Posted: 19th November 2019
Posted in: News
Posted by: Luke Brandon, Partner
Clients often become exacerbated by what they perceive to be the rigidity of their former spouse’s position in their family law dispute. It is in this context that clients sometimes question the benefit or purpose of attending Mediation. Clients will express the view, “there’s no point” or that “it’s useless, they won’t compromise”.
I will quickly explain to clients that they do not have a choice and that it is a mandatory step in a family law dispute. But that is not the extent of my answer, because in my experience Mediations often bring about resolution notwithstanding how positional one or both of the parties had been in the lead up.
Mediation in family law disputes has, in my experience over the past 15+ years, come along way. When I first started attending Mediations, it was often 2 lawyers acting like bulls telling each other why they are right and the other is wrong. Lawyers demanding production of documents or evidence to prove what their client was asserting. The Mediator being a referee trying to placate the lawyers’ egos.

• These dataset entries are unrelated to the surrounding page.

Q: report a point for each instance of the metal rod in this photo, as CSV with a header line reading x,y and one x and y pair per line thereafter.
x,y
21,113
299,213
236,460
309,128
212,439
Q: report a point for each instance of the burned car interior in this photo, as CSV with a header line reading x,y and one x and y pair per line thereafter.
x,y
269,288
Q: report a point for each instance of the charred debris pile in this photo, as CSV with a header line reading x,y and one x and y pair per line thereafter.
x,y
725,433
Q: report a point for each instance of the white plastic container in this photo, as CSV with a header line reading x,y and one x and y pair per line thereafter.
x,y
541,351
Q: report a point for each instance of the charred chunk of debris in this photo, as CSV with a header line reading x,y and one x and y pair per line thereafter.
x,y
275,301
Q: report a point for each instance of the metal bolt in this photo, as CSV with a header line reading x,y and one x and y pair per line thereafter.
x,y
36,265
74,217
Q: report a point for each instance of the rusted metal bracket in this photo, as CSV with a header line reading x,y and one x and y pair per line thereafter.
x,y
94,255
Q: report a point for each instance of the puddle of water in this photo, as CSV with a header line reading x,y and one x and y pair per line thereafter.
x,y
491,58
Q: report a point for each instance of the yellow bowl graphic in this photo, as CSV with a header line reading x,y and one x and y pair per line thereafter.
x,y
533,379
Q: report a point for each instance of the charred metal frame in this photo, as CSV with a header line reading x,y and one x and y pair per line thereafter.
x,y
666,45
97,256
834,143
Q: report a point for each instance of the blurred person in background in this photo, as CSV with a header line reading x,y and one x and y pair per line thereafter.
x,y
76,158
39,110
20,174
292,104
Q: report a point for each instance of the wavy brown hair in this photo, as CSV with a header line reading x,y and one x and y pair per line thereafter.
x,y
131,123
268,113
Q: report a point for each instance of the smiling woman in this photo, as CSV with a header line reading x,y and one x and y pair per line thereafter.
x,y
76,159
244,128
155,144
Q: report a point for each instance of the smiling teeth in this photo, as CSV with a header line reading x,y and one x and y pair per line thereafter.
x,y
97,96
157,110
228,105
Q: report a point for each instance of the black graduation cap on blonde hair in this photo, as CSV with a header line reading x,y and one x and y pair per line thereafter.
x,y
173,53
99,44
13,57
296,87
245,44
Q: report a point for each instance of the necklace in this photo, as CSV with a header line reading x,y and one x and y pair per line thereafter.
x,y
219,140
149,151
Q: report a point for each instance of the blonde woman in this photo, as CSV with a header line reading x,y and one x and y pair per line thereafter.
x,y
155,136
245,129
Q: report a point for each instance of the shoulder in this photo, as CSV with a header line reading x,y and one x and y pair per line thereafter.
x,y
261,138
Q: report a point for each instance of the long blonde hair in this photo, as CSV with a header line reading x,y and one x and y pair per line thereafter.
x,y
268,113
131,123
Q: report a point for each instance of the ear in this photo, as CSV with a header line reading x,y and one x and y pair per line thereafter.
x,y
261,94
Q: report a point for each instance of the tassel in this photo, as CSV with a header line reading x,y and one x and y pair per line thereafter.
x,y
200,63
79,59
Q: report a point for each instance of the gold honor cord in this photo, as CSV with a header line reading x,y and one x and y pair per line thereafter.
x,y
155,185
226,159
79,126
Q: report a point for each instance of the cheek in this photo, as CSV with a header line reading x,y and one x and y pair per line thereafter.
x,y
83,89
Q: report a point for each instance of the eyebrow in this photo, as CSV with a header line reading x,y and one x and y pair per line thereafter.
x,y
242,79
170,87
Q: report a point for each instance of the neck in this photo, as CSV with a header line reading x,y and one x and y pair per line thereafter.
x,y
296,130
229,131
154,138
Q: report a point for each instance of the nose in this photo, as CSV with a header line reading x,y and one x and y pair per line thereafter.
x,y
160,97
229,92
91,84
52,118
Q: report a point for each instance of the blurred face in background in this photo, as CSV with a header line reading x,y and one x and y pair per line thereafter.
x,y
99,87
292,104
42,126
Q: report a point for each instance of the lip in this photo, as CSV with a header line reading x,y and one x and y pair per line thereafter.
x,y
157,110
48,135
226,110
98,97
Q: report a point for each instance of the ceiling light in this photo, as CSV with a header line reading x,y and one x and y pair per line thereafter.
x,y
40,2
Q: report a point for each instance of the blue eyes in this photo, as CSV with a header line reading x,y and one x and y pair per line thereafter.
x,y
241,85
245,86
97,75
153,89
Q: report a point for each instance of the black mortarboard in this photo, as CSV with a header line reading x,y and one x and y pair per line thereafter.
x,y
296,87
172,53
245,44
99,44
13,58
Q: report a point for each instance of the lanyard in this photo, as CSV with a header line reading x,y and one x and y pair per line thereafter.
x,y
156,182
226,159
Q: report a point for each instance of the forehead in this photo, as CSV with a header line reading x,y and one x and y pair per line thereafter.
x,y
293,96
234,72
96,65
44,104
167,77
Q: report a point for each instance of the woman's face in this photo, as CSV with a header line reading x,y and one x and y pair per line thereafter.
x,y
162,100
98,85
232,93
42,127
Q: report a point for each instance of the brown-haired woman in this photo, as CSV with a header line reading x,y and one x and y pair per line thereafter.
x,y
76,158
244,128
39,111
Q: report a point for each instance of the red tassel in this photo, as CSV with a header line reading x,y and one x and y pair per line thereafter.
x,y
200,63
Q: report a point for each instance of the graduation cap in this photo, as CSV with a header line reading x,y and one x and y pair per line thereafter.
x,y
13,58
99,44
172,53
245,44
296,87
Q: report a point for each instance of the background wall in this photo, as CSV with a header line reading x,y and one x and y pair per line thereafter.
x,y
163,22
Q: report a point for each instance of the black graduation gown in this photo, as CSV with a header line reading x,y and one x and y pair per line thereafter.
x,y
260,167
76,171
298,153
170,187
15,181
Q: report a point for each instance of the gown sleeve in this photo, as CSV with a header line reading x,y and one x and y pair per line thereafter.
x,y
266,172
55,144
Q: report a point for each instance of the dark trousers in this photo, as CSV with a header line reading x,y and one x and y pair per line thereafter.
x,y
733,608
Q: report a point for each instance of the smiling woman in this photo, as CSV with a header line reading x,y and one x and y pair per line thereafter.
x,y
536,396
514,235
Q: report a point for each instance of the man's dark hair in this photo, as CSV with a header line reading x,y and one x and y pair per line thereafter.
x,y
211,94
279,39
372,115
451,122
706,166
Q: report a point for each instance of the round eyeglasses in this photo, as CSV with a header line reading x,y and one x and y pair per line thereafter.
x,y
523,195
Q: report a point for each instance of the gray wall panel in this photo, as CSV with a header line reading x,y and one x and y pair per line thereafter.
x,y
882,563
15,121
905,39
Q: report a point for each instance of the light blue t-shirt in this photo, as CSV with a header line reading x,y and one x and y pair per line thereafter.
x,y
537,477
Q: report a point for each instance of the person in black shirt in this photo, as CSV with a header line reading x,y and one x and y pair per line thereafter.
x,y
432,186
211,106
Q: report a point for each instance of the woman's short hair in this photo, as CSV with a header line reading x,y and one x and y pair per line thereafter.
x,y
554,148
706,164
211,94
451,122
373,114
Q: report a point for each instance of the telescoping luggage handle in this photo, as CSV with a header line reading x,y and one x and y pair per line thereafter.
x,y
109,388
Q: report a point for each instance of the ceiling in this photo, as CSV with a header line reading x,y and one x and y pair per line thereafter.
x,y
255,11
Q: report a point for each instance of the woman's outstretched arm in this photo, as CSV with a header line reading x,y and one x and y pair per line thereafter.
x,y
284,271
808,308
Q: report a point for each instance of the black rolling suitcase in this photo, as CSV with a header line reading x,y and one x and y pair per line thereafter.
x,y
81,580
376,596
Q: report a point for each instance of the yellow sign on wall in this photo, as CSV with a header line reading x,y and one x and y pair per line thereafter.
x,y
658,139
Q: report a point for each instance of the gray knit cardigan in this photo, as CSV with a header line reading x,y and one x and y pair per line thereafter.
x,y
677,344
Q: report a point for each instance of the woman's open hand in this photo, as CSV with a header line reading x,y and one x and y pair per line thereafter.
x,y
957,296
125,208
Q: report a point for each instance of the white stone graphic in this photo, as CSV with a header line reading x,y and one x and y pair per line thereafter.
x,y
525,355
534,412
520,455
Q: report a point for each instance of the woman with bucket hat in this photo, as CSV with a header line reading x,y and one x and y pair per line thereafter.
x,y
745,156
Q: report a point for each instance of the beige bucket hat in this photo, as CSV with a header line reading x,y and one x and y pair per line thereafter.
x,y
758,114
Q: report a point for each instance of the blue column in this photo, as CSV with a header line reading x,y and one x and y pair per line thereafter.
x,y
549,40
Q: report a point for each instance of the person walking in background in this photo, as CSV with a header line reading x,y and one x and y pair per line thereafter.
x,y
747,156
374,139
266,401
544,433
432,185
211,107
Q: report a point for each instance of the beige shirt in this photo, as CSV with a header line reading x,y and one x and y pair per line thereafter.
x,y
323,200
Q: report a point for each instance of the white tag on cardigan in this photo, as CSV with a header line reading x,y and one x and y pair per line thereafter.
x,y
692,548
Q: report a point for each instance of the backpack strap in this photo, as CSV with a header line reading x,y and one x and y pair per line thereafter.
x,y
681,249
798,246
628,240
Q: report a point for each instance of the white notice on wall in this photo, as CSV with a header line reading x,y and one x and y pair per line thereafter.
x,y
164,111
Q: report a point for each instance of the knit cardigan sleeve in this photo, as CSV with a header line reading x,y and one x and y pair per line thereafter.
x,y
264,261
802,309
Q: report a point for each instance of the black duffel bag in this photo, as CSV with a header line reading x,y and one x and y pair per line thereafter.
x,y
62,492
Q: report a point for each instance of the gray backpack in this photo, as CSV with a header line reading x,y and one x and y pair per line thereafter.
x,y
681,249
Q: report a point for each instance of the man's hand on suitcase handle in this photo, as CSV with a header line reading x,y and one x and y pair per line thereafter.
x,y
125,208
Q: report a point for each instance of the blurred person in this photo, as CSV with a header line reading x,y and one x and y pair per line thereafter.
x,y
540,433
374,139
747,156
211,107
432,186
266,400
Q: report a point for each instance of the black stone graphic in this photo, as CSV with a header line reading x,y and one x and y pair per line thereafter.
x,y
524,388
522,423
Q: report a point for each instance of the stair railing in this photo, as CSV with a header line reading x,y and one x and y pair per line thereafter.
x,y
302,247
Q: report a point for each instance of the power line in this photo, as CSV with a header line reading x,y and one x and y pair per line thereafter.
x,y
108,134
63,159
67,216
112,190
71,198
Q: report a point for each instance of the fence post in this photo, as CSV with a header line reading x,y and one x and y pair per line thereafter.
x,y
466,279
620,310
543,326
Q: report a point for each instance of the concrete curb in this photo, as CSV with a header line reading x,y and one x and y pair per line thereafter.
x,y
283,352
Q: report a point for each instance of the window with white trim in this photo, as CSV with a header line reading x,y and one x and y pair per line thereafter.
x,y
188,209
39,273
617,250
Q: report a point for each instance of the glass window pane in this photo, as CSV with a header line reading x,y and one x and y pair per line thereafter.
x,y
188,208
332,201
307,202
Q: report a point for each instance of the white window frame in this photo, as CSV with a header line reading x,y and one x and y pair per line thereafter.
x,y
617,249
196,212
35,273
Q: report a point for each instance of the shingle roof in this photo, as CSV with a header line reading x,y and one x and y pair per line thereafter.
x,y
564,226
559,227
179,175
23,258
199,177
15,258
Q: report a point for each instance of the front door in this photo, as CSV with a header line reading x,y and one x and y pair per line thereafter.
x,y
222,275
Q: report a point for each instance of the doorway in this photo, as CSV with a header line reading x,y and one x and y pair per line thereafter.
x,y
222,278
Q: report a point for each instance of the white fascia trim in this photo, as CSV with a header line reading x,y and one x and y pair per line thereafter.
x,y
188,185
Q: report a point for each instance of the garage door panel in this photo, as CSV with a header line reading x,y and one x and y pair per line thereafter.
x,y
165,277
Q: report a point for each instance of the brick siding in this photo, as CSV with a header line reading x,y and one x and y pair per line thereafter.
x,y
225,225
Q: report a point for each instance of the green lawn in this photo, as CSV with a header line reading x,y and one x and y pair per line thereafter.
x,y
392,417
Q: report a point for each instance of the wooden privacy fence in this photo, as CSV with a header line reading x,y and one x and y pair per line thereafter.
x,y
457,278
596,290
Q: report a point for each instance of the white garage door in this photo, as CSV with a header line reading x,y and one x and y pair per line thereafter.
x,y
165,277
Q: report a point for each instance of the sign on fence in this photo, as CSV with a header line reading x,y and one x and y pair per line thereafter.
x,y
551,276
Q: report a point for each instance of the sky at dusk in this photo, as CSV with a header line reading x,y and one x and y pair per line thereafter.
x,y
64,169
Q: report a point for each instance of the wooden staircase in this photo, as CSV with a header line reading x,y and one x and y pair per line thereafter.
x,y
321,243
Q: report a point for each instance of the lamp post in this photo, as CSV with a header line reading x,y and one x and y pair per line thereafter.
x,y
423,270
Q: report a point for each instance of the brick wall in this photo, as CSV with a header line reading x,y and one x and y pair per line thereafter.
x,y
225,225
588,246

I am happy to say, that this no longer my experience at Mediation.
Family Law litigants situated in South East Queensland have the benefit of some of the finest family law Mediators in the Nation. These Mediators have changed the way Mediations are conducted and encouraged lawyers to transform from being chest beaters to problem solvers. The Court is the place to prove your case and argue your point. Mediation is a place to identify risks and come up with solutions which are often outside of what a Court is capable of coming up with. Mediator is really a great opportunity for there to be mutual benefit for both parties. No losers.
The need for Mediation to become such an effective tool for resolving family law disputes has been necessitated by the state of the family law courts and the serious under funding for Judges. I know a lot of my Colleagues consider that too many litigants are forced to settle at Mediation, because the alternative of proceeding to Court (the cost, the delay, the uncertainty) is just not palatable. Whilst I agree with my Colleagues that there are certainly instances of this, overwhelmingly the resolutions reached at Mediations are sensible, pragmatic and responsible outcomes.
So perhaps the better question is why not Mediate?